Гусев обернулся к своим людям; те пока колебались, смеяться им или отнестись к этому тщедушному пьянице с уважением, но командир подал знак, и они расхохотались. Ласково улыбаясь, Гусев надвигался на Владимира.
— Знаешь, что я с тобой сделаю, цыпленочек? — спросил он шепотом; впрочем, густые русские шипящие разносило эхом по всему кварталу. — Знаешь, сколько времени тянется здесь расследование преступления, если у тебя есть друзья в мэрии? Слыхал про ногу, которую нашли в ящике с носками в «К-марте»? Уж и не припомню сейчас, кого мы в тот день расчленили. Его превосходительство посла Украины? Или сделали обрезание министру рыболовства и птицеводства? Тебе интересно? Тогда я загляну в мою амбарную книгу. А еще лучше, не шлепнуть ли тебя и твоего дружка? Зачем тратить сотню слов, когда на двух пидоров хватит и одной пули?
Он подошел настолько близко, что Владимиру ударил в нос едкий запах сапожного крема, которым Гусев натирал свои мотоциклетные ботинки. Владимир открыл рот — зачем, собственно? Пушкина процитировать? Укусить Гусева за ногу? Тогда, во флоридском отеле с Джорди, он как-то выкрутился… Он…
— Опа, ребята! — крикнул Гусев своим людям. — Прикиньте, какой будет заголовок в завтрашнем «Столованском экспрессе»? «Два американца покончили с собой из-за повышения цен на пиво». Как вам, братки? И разве я сегодня не остроумен?

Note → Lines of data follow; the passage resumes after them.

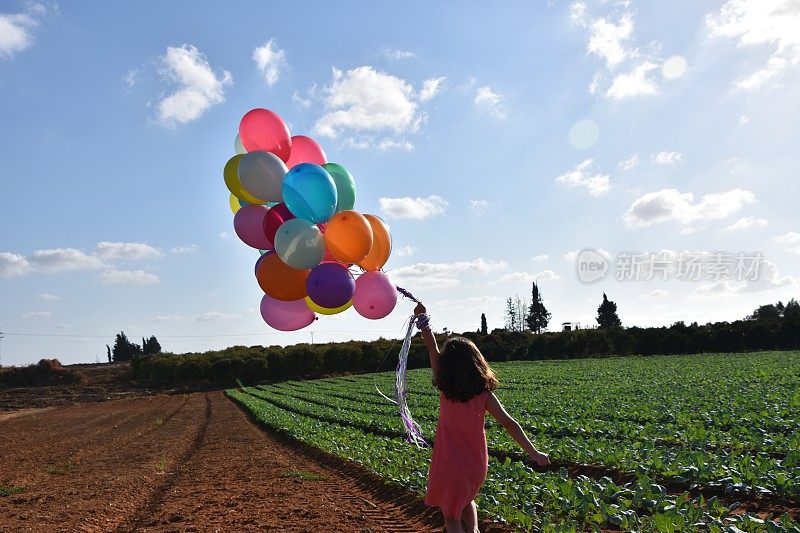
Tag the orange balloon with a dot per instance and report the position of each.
(381, 244)
(348, 236)
(281, 281)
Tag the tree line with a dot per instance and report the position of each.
(769, 327)
(533, 316)
(125, 350)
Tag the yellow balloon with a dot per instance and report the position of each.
(326, 310)
(231, 174)
(235, 205)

Между Гусевым и его увешанными оружием соратниками началась дискуссия: не сбросить ли иностранцев с Ноги. Внезапно Владимир ощутил странную усталость. Его влажные веки смыкались…
Спустя несколько секунд он перестал понимать, о чем говорят соратники Гусева; их речь казалась скорее заполошным гусиным клекотом, а не уголовной скороговоркой. И вдруг…
Вдруг непонятно откуда послышался шум. Благостный звук голливудских сказок. Визг шин спасительного автомобиля, что выворачивает из-за угла и втискивается в узкое пространство между Гусевым и его командой.
Из «бимера» вылез Ян, в грубошерстной теплой пижаме он походил на выпущенного на поруки пациента дурдома.
— У меня приказ, — крикнул он сначала Гусеву, а потом и бывшему спецназу МВД. — Приказ от самого Сурка. Мне, и только мне велено доставить Гиршкина домой!
Гусев невозмутимо достал пистолет.
— Отойдите, господин Гусев, — сказал Ян. — Как я уже сказал, у меня приказ…
Гусев схватил молодого столованца за плечи, развернул его на сто восемьдесят градусов, одной рукой вцепился в пижамный воротник, а другой воткнул дуло пистолета между складок на шее Яна.
— Какой приказ?
В этот момент время для Владимира остановилось бы, если б не болтанка в желудке. Каждая пертурбация отсчитывала единицу той временной протяженности, которую ему оставалось прожить, пока Гусев не выпустит Яна из лап. Наконец водитель, парень далеко не мелкий, но выглядевший таковым на фоне раздувшейся физиономии Гусева, медленно полез рукой внутрь пижамных штанов и достал из спрятанного под ними футляра (его пальцы лишь слегка подрагивали) мобильный телефон.